Why Is High Carbon Steel Difficult To Weld

2.1 Prevention measures for thermal cracks

1) Control the chemical composition of the weld

Strictly control the content of sulfur and phosphorus and appropriately increase the content of manganese to improve the weld structure and reduce segregation.

2) Control weld section shape

The aspect ratio should be slightly larger to avoid segregation in the center of the weld.

3) Weldment with high rigidity

For weldments with high rigidity, appropriate welding parameters, appropriate welding sequence and direction shall be selected.

4) Preheating and slow cooling measures

If necessary, preheating and slow cooling measures shall be taken to prevent hot cracks.

5) Increase the alkalinity of electrode or flux

Increase the alkalinity of electrode or flux to reduce the content of impurities in the weld and improve the degree of segregation.

2.2 Cold crack prevention measures [4]

1) Preheating before welding and slow cooling after welding

Preheating before welding and slow cooling after welding can not only reduce the hardness and brittleness of heat-affected zone, but also accelerate the outward diffusion of hydrogen in the weld.

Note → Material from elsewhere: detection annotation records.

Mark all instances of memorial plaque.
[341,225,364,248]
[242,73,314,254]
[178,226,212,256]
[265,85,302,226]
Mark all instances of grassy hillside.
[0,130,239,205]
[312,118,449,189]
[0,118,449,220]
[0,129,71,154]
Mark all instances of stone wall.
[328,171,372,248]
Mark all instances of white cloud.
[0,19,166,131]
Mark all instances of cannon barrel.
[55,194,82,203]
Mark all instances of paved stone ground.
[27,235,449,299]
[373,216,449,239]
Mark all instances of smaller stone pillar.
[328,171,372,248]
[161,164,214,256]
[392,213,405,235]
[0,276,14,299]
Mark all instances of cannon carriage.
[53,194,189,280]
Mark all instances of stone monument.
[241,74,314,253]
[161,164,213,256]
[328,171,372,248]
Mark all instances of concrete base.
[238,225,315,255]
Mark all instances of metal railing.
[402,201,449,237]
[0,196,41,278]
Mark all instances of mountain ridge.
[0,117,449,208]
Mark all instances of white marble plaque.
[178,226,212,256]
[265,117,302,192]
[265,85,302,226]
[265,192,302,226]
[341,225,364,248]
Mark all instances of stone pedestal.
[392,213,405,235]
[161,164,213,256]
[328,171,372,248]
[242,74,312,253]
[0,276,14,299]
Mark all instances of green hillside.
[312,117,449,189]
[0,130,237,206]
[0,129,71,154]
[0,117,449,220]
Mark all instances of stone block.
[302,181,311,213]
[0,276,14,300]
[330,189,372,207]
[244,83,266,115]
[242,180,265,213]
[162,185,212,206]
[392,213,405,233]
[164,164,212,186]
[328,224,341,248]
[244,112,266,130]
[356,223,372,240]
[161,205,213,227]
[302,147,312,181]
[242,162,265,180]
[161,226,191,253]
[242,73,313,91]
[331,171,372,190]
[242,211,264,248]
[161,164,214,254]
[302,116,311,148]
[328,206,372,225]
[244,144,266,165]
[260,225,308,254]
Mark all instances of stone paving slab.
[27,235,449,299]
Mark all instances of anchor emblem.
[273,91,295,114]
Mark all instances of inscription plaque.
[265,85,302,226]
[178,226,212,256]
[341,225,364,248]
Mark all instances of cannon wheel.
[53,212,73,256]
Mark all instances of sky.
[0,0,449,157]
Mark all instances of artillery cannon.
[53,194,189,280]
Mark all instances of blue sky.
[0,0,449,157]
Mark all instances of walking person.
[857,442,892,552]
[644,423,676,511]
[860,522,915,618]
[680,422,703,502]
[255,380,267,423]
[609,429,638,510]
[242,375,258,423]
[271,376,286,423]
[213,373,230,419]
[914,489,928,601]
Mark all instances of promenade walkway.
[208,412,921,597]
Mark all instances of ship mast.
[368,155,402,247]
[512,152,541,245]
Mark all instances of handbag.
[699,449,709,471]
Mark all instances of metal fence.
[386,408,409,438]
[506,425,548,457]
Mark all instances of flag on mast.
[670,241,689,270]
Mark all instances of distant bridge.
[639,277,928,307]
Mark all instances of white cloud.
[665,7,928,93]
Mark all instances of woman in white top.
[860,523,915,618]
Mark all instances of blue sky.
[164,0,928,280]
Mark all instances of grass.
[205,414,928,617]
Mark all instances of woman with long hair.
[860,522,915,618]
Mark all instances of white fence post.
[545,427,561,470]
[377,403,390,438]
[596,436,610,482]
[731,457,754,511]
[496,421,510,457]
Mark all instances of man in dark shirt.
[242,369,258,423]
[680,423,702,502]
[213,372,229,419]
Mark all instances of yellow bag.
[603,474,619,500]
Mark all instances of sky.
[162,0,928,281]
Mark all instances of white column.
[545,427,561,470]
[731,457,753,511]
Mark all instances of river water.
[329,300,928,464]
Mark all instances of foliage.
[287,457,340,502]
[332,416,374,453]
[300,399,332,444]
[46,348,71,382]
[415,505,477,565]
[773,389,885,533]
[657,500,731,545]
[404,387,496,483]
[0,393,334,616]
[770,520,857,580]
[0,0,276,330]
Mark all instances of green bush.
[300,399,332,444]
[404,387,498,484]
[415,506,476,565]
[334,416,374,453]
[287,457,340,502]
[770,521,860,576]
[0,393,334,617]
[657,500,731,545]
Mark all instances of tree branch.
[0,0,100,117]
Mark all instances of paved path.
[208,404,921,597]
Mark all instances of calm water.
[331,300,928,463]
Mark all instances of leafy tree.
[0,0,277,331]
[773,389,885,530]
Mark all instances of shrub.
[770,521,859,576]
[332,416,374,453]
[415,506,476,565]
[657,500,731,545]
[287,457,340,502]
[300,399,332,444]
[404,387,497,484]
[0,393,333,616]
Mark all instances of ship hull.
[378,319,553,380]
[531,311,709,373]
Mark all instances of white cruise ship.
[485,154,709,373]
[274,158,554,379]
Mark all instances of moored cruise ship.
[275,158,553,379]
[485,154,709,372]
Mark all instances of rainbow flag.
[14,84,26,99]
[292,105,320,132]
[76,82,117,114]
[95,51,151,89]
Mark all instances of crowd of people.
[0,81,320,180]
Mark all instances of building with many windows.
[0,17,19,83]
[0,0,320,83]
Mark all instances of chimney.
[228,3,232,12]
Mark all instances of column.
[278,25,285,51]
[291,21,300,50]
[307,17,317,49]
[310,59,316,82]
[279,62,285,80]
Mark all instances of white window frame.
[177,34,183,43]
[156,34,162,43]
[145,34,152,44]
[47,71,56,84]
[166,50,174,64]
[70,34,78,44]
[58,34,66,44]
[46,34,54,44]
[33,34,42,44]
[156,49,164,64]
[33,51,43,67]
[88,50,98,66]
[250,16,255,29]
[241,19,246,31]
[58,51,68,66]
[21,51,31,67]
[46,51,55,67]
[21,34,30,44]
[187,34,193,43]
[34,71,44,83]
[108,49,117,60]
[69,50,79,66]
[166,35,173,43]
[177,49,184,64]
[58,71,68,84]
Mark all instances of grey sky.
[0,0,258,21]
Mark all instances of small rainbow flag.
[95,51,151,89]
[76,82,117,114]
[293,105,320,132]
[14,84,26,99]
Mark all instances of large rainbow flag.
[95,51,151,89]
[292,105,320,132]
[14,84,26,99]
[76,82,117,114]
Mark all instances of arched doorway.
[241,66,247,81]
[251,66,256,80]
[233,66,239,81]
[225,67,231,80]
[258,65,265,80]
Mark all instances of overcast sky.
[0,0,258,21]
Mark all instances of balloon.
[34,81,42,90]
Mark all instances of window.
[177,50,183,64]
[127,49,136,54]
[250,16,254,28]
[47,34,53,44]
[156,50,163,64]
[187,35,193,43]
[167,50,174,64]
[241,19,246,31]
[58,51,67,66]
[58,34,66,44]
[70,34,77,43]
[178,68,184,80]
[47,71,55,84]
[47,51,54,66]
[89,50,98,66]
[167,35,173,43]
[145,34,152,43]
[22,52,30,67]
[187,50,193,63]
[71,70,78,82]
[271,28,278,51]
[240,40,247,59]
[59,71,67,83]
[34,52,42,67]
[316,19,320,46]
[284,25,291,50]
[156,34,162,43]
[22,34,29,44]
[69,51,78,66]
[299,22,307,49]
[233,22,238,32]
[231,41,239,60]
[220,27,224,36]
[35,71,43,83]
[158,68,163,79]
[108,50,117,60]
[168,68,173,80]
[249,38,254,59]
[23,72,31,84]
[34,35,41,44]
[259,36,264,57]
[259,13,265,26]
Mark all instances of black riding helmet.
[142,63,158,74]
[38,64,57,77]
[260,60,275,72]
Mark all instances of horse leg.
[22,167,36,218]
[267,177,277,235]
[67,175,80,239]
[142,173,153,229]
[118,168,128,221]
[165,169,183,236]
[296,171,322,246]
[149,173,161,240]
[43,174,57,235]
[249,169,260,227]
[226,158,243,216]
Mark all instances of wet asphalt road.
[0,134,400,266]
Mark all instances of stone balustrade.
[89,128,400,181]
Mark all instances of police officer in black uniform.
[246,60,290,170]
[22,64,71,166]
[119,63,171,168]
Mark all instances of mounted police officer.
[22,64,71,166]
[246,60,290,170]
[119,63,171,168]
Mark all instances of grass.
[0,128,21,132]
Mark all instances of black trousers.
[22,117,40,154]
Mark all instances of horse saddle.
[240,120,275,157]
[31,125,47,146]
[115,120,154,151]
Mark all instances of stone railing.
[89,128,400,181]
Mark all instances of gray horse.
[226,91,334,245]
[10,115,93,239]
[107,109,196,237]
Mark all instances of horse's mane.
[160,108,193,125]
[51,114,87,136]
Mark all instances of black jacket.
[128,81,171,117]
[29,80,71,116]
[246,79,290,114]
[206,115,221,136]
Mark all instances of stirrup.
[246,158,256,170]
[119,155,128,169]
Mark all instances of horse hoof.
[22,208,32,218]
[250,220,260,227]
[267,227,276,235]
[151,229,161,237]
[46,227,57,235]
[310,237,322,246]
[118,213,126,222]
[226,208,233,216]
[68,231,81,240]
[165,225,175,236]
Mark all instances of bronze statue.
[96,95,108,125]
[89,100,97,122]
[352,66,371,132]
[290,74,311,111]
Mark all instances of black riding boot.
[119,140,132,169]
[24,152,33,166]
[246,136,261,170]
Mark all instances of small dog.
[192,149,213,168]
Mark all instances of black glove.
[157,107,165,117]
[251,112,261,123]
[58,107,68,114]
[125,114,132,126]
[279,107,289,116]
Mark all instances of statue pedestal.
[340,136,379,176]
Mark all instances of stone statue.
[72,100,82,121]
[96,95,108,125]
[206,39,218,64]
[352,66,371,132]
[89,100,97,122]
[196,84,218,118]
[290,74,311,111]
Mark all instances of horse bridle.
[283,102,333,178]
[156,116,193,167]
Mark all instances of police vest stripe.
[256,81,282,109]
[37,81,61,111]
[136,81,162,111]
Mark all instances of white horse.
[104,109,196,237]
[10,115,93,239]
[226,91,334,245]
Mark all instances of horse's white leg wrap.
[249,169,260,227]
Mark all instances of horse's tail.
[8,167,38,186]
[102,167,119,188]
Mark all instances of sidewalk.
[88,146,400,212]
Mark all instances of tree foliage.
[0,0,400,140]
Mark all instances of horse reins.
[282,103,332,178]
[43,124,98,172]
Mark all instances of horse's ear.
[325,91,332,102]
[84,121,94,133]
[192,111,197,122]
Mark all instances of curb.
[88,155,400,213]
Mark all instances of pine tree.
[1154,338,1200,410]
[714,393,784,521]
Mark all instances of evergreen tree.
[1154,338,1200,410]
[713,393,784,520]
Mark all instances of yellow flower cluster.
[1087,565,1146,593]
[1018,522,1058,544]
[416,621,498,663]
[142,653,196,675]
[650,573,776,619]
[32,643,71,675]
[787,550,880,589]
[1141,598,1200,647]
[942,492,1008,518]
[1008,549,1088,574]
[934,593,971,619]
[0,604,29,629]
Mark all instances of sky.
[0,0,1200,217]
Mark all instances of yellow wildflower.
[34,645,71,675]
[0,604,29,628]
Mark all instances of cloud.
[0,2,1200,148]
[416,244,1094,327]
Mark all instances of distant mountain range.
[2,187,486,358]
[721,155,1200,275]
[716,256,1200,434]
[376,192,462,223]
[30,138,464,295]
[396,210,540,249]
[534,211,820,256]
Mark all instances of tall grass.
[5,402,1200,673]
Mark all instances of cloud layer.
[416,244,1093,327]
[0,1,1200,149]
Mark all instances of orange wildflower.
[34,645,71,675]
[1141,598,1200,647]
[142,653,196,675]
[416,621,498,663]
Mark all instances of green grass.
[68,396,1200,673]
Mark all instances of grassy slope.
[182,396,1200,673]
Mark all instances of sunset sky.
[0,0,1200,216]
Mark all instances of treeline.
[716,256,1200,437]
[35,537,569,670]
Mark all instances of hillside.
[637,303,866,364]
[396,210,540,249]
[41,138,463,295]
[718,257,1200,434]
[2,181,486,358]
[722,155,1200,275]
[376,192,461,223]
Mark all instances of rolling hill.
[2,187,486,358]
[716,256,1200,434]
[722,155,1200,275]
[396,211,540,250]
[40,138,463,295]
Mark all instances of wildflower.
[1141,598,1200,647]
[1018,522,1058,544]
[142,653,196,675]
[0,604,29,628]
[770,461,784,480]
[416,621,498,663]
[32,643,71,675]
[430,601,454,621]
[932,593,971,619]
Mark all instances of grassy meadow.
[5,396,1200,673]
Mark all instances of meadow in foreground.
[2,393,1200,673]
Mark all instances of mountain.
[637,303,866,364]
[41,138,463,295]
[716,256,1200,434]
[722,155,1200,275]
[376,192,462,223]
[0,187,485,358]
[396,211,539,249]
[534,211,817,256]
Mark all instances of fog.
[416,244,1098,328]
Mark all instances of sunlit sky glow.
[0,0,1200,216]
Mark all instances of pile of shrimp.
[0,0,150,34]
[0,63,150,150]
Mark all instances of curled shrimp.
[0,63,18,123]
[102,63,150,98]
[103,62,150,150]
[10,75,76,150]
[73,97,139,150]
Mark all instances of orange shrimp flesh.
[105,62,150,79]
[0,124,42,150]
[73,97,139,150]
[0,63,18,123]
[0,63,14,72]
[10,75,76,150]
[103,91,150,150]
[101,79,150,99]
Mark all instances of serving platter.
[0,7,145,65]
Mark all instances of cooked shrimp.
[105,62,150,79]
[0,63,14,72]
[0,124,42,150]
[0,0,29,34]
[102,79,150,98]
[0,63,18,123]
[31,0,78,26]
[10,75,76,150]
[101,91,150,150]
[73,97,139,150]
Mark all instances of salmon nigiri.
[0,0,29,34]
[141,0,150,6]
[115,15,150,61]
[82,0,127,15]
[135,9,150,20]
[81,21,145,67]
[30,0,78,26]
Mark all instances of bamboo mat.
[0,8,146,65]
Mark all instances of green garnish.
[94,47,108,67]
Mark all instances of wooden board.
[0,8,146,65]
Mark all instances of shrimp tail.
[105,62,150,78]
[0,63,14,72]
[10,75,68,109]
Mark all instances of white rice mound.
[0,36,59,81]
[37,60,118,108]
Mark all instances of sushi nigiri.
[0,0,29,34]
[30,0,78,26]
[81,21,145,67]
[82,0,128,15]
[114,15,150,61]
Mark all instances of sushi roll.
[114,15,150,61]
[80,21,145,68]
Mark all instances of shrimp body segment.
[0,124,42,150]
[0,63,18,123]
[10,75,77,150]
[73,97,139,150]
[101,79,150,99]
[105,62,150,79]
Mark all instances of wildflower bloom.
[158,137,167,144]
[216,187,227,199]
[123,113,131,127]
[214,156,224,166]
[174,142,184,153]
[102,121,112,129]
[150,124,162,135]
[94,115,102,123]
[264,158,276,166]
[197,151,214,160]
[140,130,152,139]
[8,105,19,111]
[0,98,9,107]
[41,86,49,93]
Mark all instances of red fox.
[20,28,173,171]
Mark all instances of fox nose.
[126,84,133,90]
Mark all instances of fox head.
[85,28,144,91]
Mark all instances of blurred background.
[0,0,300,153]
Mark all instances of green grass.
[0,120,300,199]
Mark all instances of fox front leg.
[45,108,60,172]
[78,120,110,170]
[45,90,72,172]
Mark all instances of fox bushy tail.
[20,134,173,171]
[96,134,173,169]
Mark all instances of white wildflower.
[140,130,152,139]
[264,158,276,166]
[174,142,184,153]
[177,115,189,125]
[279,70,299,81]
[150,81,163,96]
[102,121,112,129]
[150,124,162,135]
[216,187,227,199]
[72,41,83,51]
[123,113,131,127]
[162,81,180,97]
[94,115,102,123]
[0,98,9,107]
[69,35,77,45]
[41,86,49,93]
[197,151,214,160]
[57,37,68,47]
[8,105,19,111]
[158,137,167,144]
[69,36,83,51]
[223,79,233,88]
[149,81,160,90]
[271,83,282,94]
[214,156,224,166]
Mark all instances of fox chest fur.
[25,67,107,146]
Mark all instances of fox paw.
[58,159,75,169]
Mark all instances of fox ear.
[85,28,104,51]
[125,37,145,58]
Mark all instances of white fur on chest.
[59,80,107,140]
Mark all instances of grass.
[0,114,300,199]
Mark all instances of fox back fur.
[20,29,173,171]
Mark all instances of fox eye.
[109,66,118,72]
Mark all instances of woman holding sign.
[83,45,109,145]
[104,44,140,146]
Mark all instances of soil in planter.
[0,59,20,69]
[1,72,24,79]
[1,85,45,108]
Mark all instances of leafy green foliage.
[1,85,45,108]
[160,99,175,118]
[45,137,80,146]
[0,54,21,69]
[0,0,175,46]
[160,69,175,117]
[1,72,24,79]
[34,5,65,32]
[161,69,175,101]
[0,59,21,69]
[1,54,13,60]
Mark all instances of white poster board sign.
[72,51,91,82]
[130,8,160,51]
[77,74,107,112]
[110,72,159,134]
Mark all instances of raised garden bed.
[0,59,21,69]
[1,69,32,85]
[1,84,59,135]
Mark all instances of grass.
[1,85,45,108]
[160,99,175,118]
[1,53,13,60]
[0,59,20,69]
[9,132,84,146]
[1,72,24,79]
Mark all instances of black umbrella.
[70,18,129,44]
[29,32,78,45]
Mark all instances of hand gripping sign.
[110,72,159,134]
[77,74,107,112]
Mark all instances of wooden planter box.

2) Select appropriate welding measures.

3) Use proper assembly and welding sequence

Proper assembly and welding sequence shall be adopted to reduce the restraint stress of welded joints and improve the stress state of weldments.

Why Is High Carbon Steel Difficult To Weld

4) Select appropriate welding materials

Before welding, the welding rod and flux shall be dried and used at any time.

5) Remove dirt

Before welding, the water, rust and other dirt on the base metal surface around the groove shall be carefully removed to reduce the content of diffused hydrogen in the weld.

6) Dehydrogenation

Dehydrogenation treatment shall be carried out immediately before welding to fully escape hydrogen from the welded joint.

7) Annealing treatment

Annealing treatment for stress relief shall be carried out immediately after welding to promote the outward diffusion of hydrogen in the weld.